Seven Year-Old Trans Activist
How young are children when they begin to be subject to sexism? One could argue the vicious cycle has origins even before birth as parents’ frantically paint their walls baby pink and decorate frivolously. Growing up with such expectations to be a “girly girl” is demanding even for the heterosexual female (I can attest!), and for first grader Coy Mathis, the task is even more daunting.
From her picture, seven-year-old Coy is a beautiful young lady with fiery dyed pink hair and adorable fashion sense. Under the aesthetics, Coy is fighting a dark battle with Colorado’s Fountain-Fort Carson School District, who will not allow her to use the woman’s restroom. In order to try and find a compromise, the school district has granted Mathis access to the boys’ bathroom, gender-neutral faculty bathroom and the nurses’ bathroom. The school district claims to have made the decision based off the wellbeing of “other students in the building, their parents, and the future impact a boy with male genitals using a girls’ bathroom would have, as Coy grew older”.
Coy, who was born with male sex organs has identified herself as female for the greater part of a year. Her gender, which is also accurately reflected on her passport and state identification card, validates that Mathis has been legally acknowledged as female on both the federal and state level.
Coy’s parents plan on filing against the school, the results completely unpredictable when viewing past cases with similar criteria. In New York, students cannot be discriminated against for gender identity whilst in Maine, there was a court rule last November which stated the school had authority to deny student’s entry into facilities based on genitalia. Though some children show signs of gender dysphoria as early as age 3, many children end up identifying as homosexual instead of (solely) transgendered. The misinformed public often doesn’t care to research transgendered individuals, who do not have a physical disorder or deformity. Dr. Johanna Olson declares that most people don’t know the differences between homosexuality and identifying as the opposite sex, “gender identity is who you are and sexual orientation is who you want to have sex with.” Michael Silverman of the Transgender Legal Defense and Education Fund sees Coy’s access to women’s restrooms as an opportunity to “teach Coy’s classmates a valuable lesson about friendship, respect and basic fairness”.
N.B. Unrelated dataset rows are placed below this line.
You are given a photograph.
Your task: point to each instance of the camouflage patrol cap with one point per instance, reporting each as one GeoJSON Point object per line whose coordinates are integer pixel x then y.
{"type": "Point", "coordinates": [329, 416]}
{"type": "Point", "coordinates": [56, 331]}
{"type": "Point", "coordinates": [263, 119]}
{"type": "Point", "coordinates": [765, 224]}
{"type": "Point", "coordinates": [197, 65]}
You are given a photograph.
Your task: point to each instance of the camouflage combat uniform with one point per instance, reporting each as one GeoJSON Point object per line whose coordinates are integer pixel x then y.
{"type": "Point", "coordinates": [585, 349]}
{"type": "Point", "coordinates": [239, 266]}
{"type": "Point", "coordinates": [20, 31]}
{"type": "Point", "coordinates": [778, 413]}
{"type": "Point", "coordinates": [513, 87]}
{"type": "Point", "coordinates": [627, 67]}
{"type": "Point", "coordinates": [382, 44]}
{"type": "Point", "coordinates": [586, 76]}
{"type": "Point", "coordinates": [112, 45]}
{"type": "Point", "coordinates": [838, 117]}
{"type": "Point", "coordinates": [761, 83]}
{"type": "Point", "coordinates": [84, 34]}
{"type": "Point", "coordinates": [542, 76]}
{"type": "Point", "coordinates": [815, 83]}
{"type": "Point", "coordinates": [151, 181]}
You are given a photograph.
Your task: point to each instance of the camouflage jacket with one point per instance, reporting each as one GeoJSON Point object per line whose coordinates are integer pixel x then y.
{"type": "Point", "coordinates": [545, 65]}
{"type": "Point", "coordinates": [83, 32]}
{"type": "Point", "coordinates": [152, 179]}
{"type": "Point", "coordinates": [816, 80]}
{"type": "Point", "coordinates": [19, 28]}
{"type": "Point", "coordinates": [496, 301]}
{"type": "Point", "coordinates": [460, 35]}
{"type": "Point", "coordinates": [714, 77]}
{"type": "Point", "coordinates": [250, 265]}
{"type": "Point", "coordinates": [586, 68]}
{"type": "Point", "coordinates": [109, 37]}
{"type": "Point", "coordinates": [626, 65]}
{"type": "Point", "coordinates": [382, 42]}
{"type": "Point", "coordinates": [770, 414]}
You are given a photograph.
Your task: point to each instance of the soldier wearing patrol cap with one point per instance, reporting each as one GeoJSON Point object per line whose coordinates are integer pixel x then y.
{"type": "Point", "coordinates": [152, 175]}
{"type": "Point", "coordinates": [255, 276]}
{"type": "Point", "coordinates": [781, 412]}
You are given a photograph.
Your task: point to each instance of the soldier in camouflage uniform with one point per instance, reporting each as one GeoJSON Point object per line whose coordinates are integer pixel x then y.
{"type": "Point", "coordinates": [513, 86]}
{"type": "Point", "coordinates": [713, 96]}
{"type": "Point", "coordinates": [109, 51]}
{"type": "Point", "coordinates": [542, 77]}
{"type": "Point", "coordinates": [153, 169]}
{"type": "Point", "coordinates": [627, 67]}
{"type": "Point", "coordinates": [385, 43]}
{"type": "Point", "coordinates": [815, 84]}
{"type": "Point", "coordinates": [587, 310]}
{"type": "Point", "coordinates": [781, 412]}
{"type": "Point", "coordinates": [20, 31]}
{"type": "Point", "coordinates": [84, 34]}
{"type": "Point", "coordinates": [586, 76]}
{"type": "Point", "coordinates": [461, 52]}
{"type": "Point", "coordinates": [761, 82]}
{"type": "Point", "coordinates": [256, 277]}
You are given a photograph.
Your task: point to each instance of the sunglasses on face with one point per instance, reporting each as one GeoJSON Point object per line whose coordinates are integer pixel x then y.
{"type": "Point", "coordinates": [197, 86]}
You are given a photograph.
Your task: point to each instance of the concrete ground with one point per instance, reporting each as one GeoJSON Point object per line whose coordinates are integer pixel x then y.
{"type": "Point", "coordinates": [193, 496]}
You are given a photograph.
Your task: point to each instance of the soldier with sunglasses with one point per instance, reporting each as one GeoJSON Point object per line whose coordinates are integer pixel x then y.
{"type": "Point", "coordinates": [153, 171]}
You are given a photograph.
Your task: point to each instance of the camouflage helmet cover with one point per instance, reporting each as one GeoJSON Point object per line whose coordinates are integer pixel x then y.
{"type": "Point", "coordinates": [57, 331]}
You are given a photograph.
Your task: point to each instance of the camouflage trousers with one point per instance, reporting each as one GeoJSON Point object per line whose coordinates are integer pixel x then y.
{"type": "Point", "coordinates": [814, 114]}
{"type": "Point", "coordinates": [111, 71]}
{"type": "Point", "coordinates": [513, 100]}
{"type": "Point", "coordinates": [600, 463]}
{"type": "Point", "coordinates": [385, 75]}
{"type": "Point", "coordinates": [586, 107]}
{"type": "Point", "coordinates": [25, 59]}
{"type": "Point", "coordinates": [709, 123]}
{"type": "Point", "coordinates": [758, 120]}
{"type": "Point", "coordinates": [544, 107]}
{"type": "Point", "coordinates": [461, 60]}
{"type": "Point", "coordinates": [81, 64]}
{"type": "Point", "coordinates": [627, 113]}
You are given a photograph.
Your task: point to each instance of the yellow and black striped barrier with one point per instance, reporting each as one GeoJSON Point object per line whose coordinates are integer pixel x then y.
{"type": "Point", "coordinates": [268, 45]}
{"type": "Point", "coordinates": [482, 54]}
Regarding this issue, I apperceive both sides. I can understand the parents of other children feeling uneasy with what they view as a “male” using the same restrooms as their daughters, when other options are available. However, I also agree that this would be a tremendous event to expose children to transgendered individuals, helping to shatter the taboo that surrounds them.
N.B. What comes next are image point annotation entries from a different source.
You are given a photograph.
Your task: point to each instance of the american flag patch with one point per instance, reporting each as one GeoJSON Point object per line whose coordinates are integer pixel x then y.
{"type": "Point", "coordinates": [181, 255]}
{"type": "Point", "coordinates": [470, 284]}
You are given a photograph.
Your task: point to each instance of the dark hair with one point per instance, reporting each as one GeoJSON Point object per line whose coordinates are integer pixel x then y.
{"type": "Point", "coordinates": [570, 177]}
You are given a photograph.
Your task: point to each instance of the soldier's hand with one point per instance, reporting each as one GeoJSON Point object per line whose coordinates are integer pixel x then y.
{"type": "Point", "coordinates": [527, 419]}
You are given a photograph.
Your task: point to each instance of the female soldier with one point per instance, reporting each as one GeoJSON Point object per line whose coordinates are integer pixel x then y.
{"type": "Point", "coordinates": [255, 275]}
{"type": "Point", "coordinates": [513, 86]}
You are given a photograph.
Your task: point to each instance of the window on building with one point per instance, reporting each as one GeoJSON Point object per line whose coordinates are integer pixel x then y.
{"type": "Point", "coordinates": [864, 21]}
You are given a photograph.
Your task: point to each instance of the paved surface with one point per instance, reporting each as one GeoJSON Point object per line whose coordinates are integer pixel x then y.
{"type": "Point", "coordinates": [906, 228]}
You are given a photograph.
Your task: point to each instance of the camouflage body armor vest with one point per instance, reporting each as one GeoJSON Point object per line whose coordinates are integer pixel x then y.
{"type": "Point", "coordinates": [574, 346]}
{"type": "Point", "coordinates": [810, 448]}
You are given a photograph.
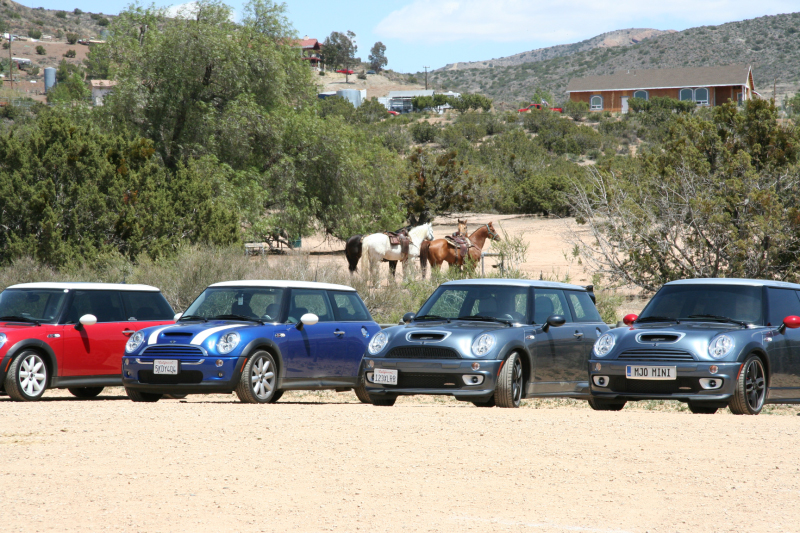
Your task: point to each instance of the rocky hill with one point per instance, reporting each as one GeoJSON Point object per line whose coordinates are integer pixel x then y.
{"type": "Point", "coordinates": [771, 44]}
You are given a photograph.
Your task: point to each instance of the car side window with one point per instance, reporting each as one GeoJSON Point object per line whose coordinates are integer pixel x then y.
{"type": "Point", "coordinates": [348, 307]}
{"type": "Point", "coordinates": [549, 302]}
{"type": "Point", "coordinates": [583, 309]}
{"type": "Point", "coordinates": [105, 305]}
{"type": "Point", "coordinates": [146, 306]}
{"type": "Point", "coordinates": [309, 301]}
{"type": "Point", "coordinates": [782, 303]}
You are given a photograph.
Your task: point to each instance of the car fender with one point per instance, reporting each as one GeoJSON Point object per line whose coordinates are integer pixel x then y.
{"type": "Point", "coordinates": [41, 346]}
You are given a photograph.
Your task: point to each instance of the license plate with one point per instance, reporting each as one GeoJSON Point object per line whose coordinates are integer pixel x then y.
{"type": "Point", "coordinates": [651, 372]}
{"type": "Point", "coordinates": [165, 366]}
{"type": "Point", "coordinates": [384, 376]}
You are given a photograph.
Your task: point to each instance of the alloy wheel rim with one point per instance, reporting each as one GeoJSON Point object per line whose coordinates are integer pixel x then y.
{"type": "Point", "coordinates": [262, 378]}
{"type": "Point", "coordinates": [755, 385]}
{"type": "Point", "coordinates": [32, 375]}
{"type": "Point", "coordinates": [516, 386]}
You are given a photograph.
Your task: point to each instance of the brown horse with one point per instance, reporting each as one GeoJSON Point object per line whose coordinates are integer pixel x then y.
{"type": "Point", "coordinates": [438, 251]}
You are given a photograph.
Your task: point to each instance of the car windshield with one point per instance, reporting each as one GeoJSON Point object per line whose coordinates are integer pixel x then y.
{"type": "Point", "coordinates": [257, 303]}
{"type": "Point", "coordinates": [714, 302]}
{"type": "Point", "coordinates": [31, 305]}
{"type": "Point", "coordinates": [504, 303]}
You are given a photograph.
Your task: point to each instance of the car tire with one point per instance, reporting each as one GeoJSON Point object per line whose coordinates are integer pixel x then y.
{"type": "Point", "coordinates": [508, 392]}
{"type": "Point", "coordinates": [27, 377]}
{"type": "Point", "coordinates": [361, 390]}
{"type": "Point", "coordinates": [751, 388]}
{"type": "Point", "coordinates": [85, 392]}
{"type": "Point", "coordinates": [700, 409]}
{"type": "Point", "coordinates": [259, 381]}
{"type": "Point", "coordinates": [139, 396]}
{"type": "Point", "coordinates": [606, 405]}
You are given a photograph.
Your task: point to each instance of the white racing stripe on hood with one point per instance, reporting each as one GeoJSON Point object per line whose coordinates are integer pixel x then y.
{"type": "Point", "coordinates": [154, 336]}
{"type": "Point", "coordinates": [200, 337]}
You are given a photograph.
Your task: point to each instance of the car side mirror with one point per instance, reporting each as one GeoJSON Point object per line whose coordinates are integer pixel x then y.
{"type": "Point", "coordinates": [554, 321]}
{"type": "Point", "coordinates": [86, 320]}
{"type": "Point", "coordinates": [308, 319]}
{"type": "Point", "coordinates": [791, 322]}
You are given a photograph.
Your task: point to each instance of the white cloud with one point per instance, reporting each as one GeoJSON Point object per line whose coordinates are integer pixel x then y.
{"type": "Point", "coordinates": [558, 21]}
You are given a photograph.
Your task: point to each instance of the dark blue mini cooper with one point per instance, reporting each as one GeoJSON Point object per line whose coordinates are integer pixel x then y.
{"type": "Point", "coordinates": [708, 342]}
{"type": "Point", "coordinates": [258, 338]}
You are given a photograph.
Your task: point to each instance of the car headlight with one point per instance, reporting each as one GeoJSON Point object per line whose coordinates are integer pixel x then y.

I was shocked to find that only a mere three months ago, the American Psychiatric Association removed “gender identity disorder” from the DSM-5. Though this wasn’t highly publicized, a man who expressed himself as a woman was considered to be “mentally ill”. This sort of labeling isn’t new to members of the LGBT community, who only saw homosexuality brought off the list of mental illnesses in the 1970’. It is disheartening to myself, as a young American, that such an educated society cannot accept someone for the sex they self-identify as. I hope, that one day, America can realize it is not the individual who is “mentally ill” but the society we live in. We are sick, and our treatment is not medication nor therapy but exposure and empathy towards other human beings struggling, like ourselves, to find some peace in their identity.